The “shunting” sequence succeeds because it commits completely to excess instead of hedging its premise with irony.
The episode repeatedly frames elites as predators who cultivate humans like livestock—a metaphor the film never explains directly but visually reinforces.
Horror fandom rewards authenticity and long-term engagement more than mainstream celebrity culture does.
The hosts argue that bizarre films become less shocking over time as audiences develop higher tolerance through exposure to increasingly extreme media.
VHS scarcity transformed many failed films into collector mythology. Commercial failure became part of their long-term value.
The discussion unintentionally highlights that audiences often forgive narrative inconsistency if the aesthetic identity is strong enough.
The movie’s enduring reputation comes almost entirely from one climactic sequence, showing how a single extraordinary scene can immortalize an otherwise uneven film.
Best Quotes
“The rich have always been sucking off the poor.”
“Just because it’s memorable doesn’t mean it’s great.”
“If it’s weird, I’m more likely to put it in.”
“Cult status is built on people asking: what the hell did I just watch?”

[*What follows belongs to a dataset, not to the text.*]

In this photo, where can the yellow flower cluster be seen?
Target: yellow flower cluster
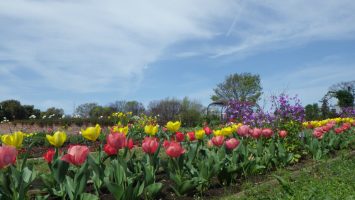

“The aliens are kind of assholes. They’re playing with their food.”
“You don’t have to get all the hardcore fans back. You just have to make it weird enough.”
“The movie survives because there’s nothing else like it.”
Insights
[Memorability Beats Perfection]
Most art is forgotten because it is competently interchangeable. Cult works survive because they create moments audiences cannot mentally file alongside anything else. A single unforgettable scene can outweigh structural flaws if it permanently imprints itself into cultural memory.
[Confusion Can Be Strategic]
Not all ambiguity is weakness. Certain creators deliberately leave gaps in logic because unresolved strangeness forces audiences to keep mentally revisiting the work. Confusion becomes a retention mechanism when paired with strong aesthetics.
[Subcultures Reward Range]
Horror repeatedly produces multidisciplinary creators because niche ecosystems reward utility and experimentation over specialization. In constrained creative environments, people who can direct, compose, design effects, and improvise solutions become disproportionately valuable.
[Genre Language Expands Markets]
The internet didn’t just help fans discover movies—it created vocabulary that made obscure tastes legible. Once audiences could identify terms like “body horror,” fragmented viewers became communities, and communities became markets.
[Extreme Commitment Creates Authenticity]
Audiences can sense hesitation. Films that fully commit to absurd premises often gain more respect than “safe” projects attempting broad approval. Total commitment creates a feeling of artistic honesty, even when the result is chaotic.
[Scarcity Manufactures Mythology]
Many cult artifacts become valuable precisely because they initially failed. Limited releases, poor distribution, and obscurity create discovery prestige later. Scarcity turns forgotten media into treasure hunts.
[Practical Effects Trigger Physical Empathy]
Practical effects disturb audiences because they interact with light, texture, and movement like real objects. Humans instinctively recognize physical presence. Even imperfect practical effects often feel more invasive than technically superior digital imagery.
[Elite Consumption Is a Timeless Narrative]
The film’s central metaphor—that elites sustain themselves by consuming everyone beneath them—persists because it maps cleanly onto economic, political, and social anxieties across generations. Durable satire survives by targeting recurring power structures rather than temporary events.
[Cult Communities Preserve Cultural Orphans]
Mainstream entertainment optimizes for mass approval, which leaves highly original but commercially awkward projects abandoned. Subcultures act as preservation systems for creative work that traditional markets fail to understand.
[Shock Has a Half-Life]
Audiences adapt rapidly to extreme content. What once felt transgressive eventually becomes comedic or aesthetically interesting after enough exposure. Cultural shock decays, but originality often remains durable long after outrage disappears.